正面、玉座の手前には、文官の長らしき三人の老臣と、鋼のような視線を放つ二人の武官が、防波堤のように立ちはだかっていた。
そして、その三段ほど高い壇上の奥――。
彫刻のように美しい姿勢で玉座に深く腰掛けているのが、この国の主、イライザ女王であった。
軍務卿の後に続き、シンたちは静寂の中を歩む。
玉座の十歩手前でグレヴィル卿が膝をつき、最敬礼の口上を述べた。シン、ガーブ、オットーの三名も、その横で同じく膝をつく。
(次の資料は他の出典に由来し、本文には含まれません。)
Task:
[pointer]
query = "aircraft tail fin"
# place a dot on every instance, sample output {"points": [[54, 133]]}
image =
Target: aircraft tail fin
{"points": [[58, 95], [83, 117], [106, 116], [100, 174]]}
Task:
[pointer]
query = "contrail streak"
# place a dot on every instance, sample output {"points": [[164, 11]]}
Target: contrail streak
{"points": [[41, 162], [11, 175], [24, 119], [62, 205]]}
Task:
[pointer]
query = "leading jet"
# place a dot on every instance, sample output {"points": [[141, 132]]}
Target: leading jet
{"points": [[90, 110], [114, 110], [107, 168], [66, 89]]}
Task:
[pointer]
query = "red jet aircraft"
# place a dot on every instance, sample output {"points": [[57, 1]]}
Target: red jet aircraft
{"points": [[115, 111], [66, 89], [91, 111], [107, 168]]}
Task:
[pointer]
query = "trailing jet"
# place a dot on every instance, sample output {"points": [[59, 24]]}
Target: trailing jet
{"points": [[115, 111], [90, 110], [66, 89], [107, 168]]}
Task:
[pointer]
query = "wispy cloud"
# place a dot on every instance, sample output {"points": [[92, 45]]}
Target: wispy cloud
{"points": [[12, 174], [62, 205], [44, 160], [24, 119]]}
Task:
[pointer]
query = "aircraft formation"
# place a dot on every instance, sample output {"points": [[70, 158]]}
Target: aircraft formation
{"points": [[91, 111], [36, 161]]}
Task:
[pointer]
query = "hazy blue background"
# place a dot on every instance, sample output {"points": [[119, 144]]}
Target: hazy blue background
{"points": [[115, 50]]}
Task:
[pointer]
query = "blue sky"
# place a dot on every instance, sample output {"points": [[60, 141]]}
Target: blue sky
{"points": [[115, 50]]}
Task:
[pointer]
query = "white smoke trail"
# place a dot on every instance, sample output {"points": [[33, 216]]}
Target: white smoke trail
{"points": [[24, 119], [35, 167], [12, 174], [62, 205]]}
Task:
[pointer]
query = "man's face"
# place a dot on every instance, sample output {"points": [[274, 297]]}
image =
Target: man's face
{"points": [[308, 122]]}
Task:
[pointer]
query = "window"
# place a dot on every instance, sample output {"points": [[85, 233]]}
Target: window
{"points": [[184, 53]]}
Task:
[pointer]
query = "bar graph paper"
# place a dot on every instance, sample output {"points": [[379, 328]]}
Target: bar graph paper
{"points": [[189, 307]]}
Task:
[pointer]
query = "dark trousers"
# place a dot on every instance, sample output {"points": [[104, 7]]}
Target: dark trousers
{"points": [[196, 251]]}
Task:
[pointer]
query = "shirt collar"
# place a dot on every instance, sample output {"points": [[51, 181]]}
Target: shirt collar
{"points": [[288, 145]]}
「白亜の王城アルバ・ロンダの主、神聖十字の守護者、エンガードの輝かしき絶対王権、イライザ陛下。軍務卿ロデリック・グレヴィル、陛下の御前に参じました。……そして、かねてよりご興味を抱かれておりました『首狩りの剣と天秤』を、今ここに連れてまいりました」
伯爵の声が、冷たい大理石の壁に低く反響する。
「ここに控えるは、ゲルマニアにてアレク大公の影の同盟者として勇名を馳せし、『緋色の傭兵団』にございます」
(……食えない狸め、全部ばらしてやがる)
シンは内心で毒づいた。グレヴィル軍務卿は、彼らがゲルマニアで成し遂げた功績も、アレク大公との密接な関係も調べ尽くしている。単なる腕利きの傭兵としてではなく、政治的な「劇薬」として自分たちを提示してみせたのだ。
周囲の騎士たちの視線が、瞬時に変質した。蔑みは消え、代わりに正体不明の「プロの殺し屋」に対する鋭い警戒心へと変わる。だが、シンにとっては好都合だった。この清潔すぎる城の空気には、少しくらい血の匂いが混じっている方が落ち着くというものだ。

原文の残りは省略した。